Rovigo, gioco erotico finisce in tragedia: 56enne trovato morto dalla moglie

Un gioco sadomaso "fai da te" che è finito in tragedia. La vittima è un lavoratore di Porto Tolle di 56 anni, O.C., che è morto per soffocamento nella sua casa di Scardovari che gli era stata concessa alcuni anni fa dal Comune. Secondo la ricostruzione dei carabinieri il 56enne dopo cena è salito nella sua camera da letto, da solo. Si è messo una maschera da sub sul viso, si è stretto un tratto di una corda al collo mentre il resto lo ha usato per legarsela alla pancia passando per la schiena come per "imbragarsi" da solo. Si è messo un paio di imbuti per simulare un seno femminile. Poi, l’imprevisto. Secondo i primi rilievi O.C. sarebbe scivolato battendo il capo sul pavimento. Tramortito dal colpo, è caduto prono sul letto con un movimento che in pratica gli ha stretto la corda al collo soffocandolo.

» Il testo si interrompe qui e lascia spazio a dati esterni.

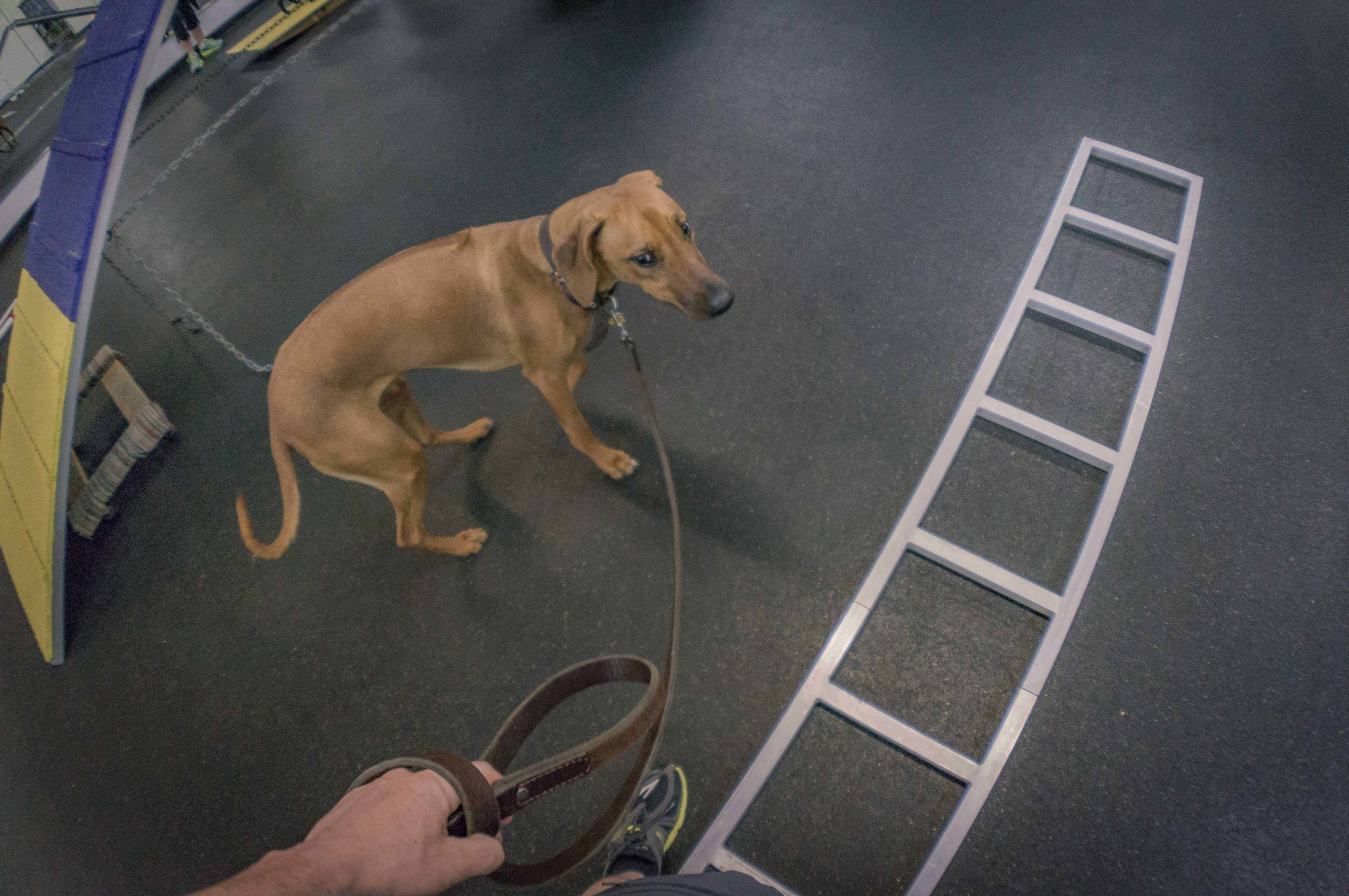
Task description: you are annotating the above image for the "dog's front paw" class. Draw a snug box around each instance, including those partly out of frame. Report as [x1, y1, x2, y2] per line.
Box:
[591, 448, 637, 479]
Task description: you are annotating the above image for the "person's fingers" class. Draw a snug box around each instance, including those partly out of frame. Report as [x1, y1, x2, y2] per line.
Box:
[436, 834, 506, 887]
[467, 760, 510, 824]
[410, 768, 459, 818]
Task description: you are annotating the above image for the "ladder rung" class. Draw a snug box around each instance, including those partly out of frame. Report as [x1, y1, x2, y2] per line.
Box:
[1063, 205, 1178, 262]
[979, 395, 1120, 472]
[712, 846, 796, 896]
[819, 681, 979, 784]
[1027, 289, 1152, 354]
[909, 529, 1062, 617]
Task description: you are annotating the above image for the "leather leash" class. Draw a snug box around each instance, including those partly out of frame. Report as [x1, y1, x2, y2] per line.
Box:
[348, 228, 684, 887]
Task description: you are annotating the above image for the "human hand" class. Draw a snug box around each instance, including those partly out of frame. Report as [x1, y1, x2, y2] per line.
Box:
[293, 762, 506, 896]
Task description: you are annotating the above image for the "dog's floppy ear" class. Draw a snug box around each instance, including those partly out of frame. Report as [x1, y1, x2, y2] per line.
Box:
[618, 171, 661, 193]
[553, 215, 604, 305]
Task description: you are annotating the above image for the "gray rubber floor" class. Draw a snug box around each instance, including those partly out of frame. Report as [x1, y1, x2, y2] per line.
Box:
[0, 0, 1349, 895]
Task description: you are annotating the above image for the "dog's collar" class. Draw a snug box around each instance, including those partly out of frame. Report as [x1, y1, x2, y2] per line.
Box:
[538, 215, 618, 312]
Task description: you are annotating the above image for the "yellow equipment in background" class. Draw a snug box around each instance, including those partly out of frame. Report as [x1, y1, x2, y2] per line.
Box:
[228, 0, 347, 53]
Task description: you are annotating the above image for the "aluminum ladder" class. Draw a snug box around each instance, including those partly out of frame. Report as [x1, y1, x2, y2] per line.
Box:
[680, 139, 1203, 896]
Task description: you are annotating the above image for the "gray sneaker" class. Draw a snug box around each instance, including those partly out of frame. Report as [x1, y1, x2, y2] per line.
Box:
[604, 765, 688, 876]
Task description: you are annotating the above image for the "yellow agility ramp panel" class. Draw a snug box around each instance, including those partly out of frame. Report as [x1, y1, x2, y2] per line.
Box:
[0, 270, 76, 660]
[228, 0, 347, 53]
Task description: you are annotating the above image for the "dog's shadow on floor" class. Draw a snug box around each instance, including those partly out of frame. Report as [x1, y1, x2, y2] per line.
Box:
[584, 409, 801, 565]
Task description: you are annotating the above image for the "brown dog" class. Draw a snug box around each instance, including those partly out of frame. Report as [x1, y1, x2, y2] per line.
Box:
[235, 171, 734, 559]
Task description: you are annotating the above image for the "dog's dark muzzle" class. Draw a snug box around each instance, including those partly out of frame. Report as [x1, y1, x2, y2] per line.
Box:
[707, 286, 735, 317]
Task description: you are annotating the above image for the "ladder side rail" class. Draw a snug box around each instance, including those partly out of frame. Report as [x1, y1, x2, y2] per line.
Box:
[907, 169, 1203, 896]
[1022, 177, 1203, 695]
[711, 846, 796, 896]
[680, 602, 867, 874]
[905, 688, 1037, 896]
[680, 139, 1091, 874]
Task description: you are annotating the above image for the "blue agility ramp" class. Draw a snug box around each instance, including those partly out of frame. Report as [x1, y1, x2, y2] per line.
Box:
[0, 0, 173, 663]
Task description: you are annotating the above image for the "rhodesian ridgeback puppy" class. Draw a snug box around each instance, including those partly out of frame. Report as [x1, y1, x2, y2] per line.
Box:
[235, 171, 734, 559]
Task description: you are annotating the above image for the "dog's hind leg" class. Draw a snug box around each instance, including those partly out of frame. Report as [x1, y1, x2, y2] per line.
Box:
[379, 376, 492, 445]
[306, 402, 487, 557]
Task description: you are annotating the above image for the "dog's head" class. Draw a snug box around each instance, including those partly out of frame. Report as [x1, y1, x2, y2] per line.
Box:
[549, 171, 735, 320]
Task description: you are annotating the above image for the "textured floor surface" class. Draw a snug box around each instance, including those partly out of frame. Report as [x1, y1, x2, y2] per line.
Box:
[0, 0, 1349, 895]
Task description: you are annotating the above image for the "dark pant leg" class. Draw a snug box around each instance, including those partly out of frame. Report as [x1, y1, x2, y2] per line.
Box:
[169, 0, 201, 40]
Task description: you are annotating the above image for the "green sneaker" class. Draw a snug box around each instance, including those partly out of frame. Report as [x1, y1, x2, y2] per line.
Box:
[604, 765, 688, 877]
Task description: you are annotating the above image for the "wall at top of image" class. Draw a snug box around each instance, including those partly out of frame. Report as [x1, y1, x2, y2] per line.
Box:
[0, 0, 99, 96]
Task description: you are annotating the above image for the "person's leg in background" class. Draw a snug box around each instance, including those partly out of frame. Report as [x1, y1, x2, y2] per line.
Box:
[169, 0, 224, 72]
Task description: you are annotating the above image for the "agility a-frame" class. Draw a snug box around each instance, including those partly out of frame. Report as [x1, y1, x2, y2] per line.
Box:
[681, 139, 1203, 896]
[0, 0, 173, 663]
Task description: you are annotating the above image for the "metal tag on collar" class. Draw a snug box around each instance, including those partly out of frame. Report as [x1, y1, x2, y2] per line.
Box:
[608, 294, 631, 343]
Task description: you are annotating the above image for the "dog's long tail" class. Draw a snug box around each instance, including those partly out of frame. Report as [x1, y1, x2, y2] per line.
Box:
[235, 433, 299, 560]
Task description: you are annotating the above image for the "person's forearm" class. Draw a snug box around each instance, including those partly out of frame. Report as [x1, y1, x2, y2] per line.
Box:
[193, 843, 349, 896]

I primi a sospettare che fosse accaduto qualcosa al 56enne sono stati alcuni suoi colleghi di lavoro che hanno bussato inutilmente alla sua porta di casa. E stata quindi chiamata la sua ex moglie nonché vicina di casa, che ha aperto con la chiave l’abitazione trovandosi davanti una scena terribile nella sua assurdità.
Ogni altro tipo di ricostruzione, dal suicidio all’omicidio, viene per ora esclusa dagli inquirenti anche se la Procura ha disposto l’autopsia. Ad avvalorare la tesi dell’incidente tragico ci sarebbero anche le testimonianze dei vicini, che non hanno visto ne sentito nulla di anomalo, e l’assenza di segni di violenza o di effrazione nella casa. Ex gestore di un bar a Porto Tolle, da tempo O.C. lavorava in modo saltuario come pesatore di pesce a Goro nel ferrarese. Oltre alla ex moglie lascia anche due figli, un uomo e una donna.